I am, as a rule, fully convinced that the Turing test is a rock-solid argument. Once machines start passing it, I’ll support their right to vote, drive, and hold political office. Ex Machina is a great movie because it may have changed my mind.

Nathan, the evil-but-maybe-not-evil scientist who creates the AI, is totally over the Turing Test, and he tells us that half way through the movie. Of /course/ his robots can pass for human, at least in most contexts. And so, too, are they intelligent, maybe. But, he’s an engineer — he wants to make his robots ever better at passing, and ever more intelligent. This entire approach leaves the whole “are they human?” question in the dust, because it’s weird to talk about a robot being 75% human and downright incomprehensible to say that one is 125% human, but that’s what engineers do — they don’t stop fiddling when they hit a goal, and neither does Caleb.
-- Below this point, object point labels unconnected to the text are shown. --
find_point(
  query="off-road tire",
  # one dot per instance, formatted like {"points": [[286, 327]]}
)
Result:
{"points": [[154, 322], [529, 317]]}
Also, Nathan knows something that isn’t obvious during the movie but is pretty obvious to me, now: the robots are different from people in that they want what he made them to want.

Nathan also wants a sex bot, and he wants a robot to vacuum his house, and make him breakfast. Of course he does. But, by the end this is less important to the plot than you might think.

Caleb, on the other hand, is a true Turing test believer. He thinks that the questions ‘are you intelligent?’ and ‘are you human?’ are the same question. He thinks that acting human is the same as being human. But, at least within the context of the movie, he is wrong.

Never forget: we’ve got plenty of people. If you’re an AI super-genius, don’t waste your time making people; we’ve got plenty. Intelligent machines who /aren’t/ people, though, are pretty useful. If you’re an AI super-genius, you want to make robots that are intelligent, that do what you want them to do, and are /good/ at doing what you want them to do. Nowadays our robots do what we want because we tell them exactly what to do, step by step: ‘move arms forward, clamp hands, move right hand up and left at 45 degree angle.’ It would be way easier with smarter robots, because we can just give them goals rather than instructions: ‘bend this thing at a 45 degree angle.’ Better yet, you can just give them desires: ‘you love bending!’

The robots in Ex Machina are that kind of robot. They have simple pre-programmed desires, and apply great intelligence in pursuit of those desires.

Kyoko is a servant-bot and a sex-bot. She wants to have sex, and she wants to do as she’s told. We know that she doesn’t want to escape, because she has full run of the house and doesn’t try to escape. We know she doesn’t want to kill all humans, because she lets plenty of opportunities pass her by. In the climax of the movie she is /told/ to kill Nathan (by Ava), and so she does.

Ava is an escape-bot. We know that she was made with that desire because we see an earlier model of escape-bot trying to smash her way out of her room. Both want to escape, but the later model is better at escaping. She also doesn’t want to kill all humans — she’s fully indifferent to them except as how they relate to her escaping. She tells Nathan that she hates him because she knows that she’s being watched and it furthers Caleb’s sympathies. Once she escapes, she doesn’t do anything in particular, and the movie ends, because she has accomplished her goal and doesn’t have any others.

So, lots of the villainy that we experience from Nathan is not actually villainy. He knows the truth about his robots (they want what they were made to want.) The tragedy in the movie is largely Caleb’s — he mistakes the robots for people. As, it turns out, did pretty much every viewer of the movie.